I was ghostwriter on Mandy Cockburn’s memoir of her tortured life of hallucination and coincidence.
“I would love to be able to tell you about the journey, what I was feeling, my thoughts, my intentions, but unfortunately I have virtually no recollection of the trip to Scotland.
After seemingly driving for many hours—how else would I have gone 275 miles up the motorway?—I pulled into a petrol station in Dumfries. I sat in the car for a while and probably dozed off. I was then haunted by another dreadful hallucination in which everybody I knew and had ever known were at Blackpool Pleasure Beach. The royal family were there too. They all said, ‘We’re not really from London, we’re from Blackpool!’
I came to, and began to laugh. A man came up to the car and asked if I was all right. Then, although I knew I was close to my destination, I bought a map of Scotland to check the route to Dumfermline. I got back in the car and dozed off.
I woke and entered the diner on the petrol forecourt. I walked around for a while and it seemed as if nobody noticed my presence, not even an eyebrow was raised. Together with the fact that earlier I had not seen my reflection in the mirror, I was convinced that I was a ghost. I thought, I really am dead. The next thing I knew, I was sitting like a mindless zombie flanked by two police officers.
‘Oh God, what has happened to me?’ I asked simply.
One said, ‘You’ll be all right, love.’
The other said, ‘I don’t believe in God. You’ll come with me!’

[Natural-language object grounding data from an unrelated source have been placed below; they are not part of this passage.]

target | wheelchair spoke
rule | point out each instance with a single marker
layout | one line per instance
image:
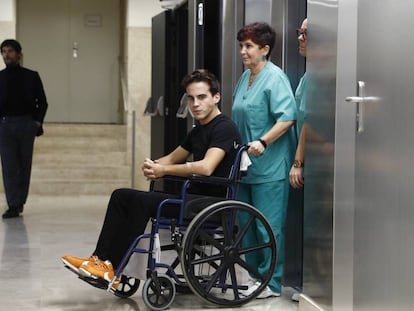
(214, 278)
(210, 239)
(255, 248)
(206, 259)
(233, 277)
(254, 272)
(242, 233)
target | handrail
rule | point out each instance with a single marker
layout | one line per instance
(126, 97)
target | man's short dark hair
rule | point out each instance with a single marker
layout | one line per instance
(203, 75)
(14, 44)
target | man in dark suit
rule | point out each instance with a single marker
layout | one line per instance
(23, 107)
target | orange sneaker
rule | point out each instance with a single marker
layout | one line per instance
(75, 262)
(99, 269)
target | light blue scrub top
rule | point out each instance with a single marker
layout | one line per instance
(255, 111)
(301, 98)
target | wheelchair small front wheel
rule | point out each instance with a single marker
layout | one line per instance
(158, 292)
(127, 287)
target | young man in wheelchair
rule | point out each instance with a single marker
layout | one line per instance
(212, 142)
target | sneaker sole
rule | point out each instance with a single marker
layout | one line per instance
(70, 266)
(83, 272)
(274, 295)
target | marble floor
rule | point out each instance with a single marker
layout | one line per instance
(33, 277)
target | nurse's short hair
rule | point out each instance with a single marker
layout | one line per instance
(260, 33)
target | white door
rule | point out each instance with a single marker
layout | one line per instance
(384, 181)
(74, 44)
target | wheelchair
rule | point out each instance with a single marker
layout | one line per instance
(208, 240)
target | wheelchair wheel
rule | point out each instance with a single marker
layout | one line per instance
(127, 287)
(158, 292)
(213, 256)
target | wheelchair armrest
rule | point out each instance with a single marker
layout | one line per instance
(210, 179)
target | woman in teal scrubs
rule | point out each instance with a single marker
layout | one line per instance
(264, 110)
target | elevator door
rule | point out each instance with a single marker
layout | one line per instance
(74, 44)
(384, 196)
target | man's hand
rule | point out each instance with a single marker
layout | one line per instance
(256, 148)
(152, 169)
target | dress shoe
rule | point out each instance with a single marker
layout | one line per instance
(11, 213)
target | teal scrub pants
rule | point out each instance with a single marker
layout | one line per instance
(271, 199)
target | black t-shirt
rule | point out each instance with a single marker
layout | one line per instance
(221, 132)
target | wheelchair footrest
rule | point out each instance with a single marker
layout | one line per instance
(96, 282)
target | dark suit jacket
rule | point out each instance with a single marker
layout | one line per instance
(34, 94)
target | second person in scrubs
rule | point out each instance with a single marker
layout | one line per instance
(264, 109)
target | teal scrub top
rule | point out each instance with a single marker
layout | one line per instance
(301, 98)
(255, 111)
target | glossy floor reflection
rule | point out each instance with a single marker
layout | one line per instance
(33, 277)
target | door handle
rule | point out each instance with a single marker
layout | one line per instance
(360, 100)
(75, 49)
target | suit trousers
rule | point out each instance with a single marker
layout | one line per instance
(17, 135)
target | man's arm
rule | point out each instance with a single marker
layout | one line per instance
(165, 166)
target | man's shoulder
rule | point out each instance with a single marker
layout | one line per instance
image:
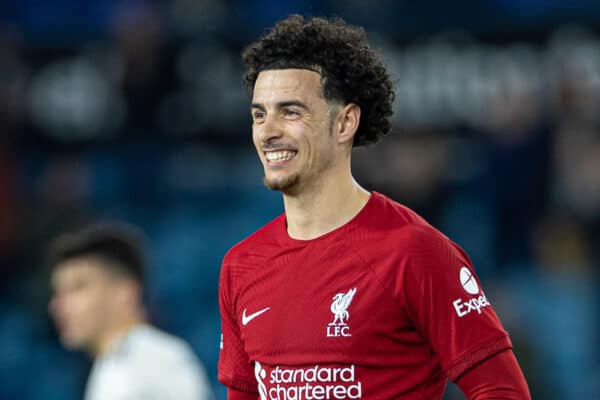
(148, 343)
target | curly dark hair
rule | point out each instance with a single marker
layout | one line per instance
(351, 71)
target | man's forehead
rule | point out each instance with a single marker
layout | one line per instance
(75, 269)
(297, 82)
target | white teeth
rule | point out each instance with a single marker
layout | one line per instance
(279, 155)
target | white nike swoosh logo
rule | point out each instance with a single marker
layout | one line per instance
(248, 318)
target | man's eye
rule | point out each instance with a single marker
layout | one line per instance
(288, 112)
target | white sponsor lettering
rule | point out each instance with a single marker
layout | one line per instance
(465, 307)
(315, 383)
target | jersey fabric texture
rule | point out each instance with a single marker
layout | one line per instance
(148, 364)
(384, 307)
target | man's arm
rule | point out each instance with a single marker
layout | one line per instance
(233, 394)
(498, 377)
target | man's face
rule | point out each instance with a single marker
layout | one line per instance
(291, 128)
(82, 301)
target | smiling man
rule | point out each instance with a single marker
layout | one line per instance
(348, 294)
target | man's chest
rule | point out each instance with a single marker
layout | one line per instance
(332, 309)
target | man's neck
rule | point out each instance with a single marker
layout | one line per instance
(324, 207)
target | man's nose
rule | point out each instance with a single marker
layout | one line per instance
(271, 128)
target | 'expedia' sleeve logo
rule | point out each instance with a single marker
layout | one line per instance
(469, 284)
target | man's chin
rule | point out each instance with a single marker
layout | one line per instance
(282, 185)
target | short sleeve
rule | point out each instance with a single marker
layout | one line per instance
(447, 304)
(235, 370)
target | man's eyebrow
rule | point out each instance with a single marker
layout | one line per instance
(281, 104)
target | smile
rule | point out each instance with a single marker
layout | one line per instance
(280, 156)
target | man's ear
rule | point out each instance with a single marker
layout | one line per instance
(347, 122)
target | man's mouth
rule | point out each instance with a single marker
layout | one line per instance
(280, 156)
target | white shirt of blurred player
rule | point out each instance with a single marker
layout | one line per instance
(148, 364)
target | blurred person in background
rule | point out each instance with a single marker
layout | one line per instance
(97, 277)
(348, 294)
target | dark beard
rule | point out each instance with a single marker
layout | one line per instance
(282, 185)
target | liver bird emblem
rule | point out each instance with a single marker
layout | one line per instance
(339, 306)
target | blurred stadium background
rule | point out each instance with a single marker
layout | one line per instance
(135, 110)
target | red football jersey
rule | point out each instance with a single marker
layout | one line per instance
(384, 307)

I remember few other details. The next thing, he was dragging me out of the chair and marching me to the police car. He pulled my arms behind my back and handcuffed me like a common criminal. He then threw me face down on the rear seat of the car. When we got to the station I annoyed him by letting it be known I thought he was evil. I looked him in the eyes and mimicked the devil (as in The Exorcist). He’d had enough by this stage and there was only one thing for me—he shoved me in a cell.”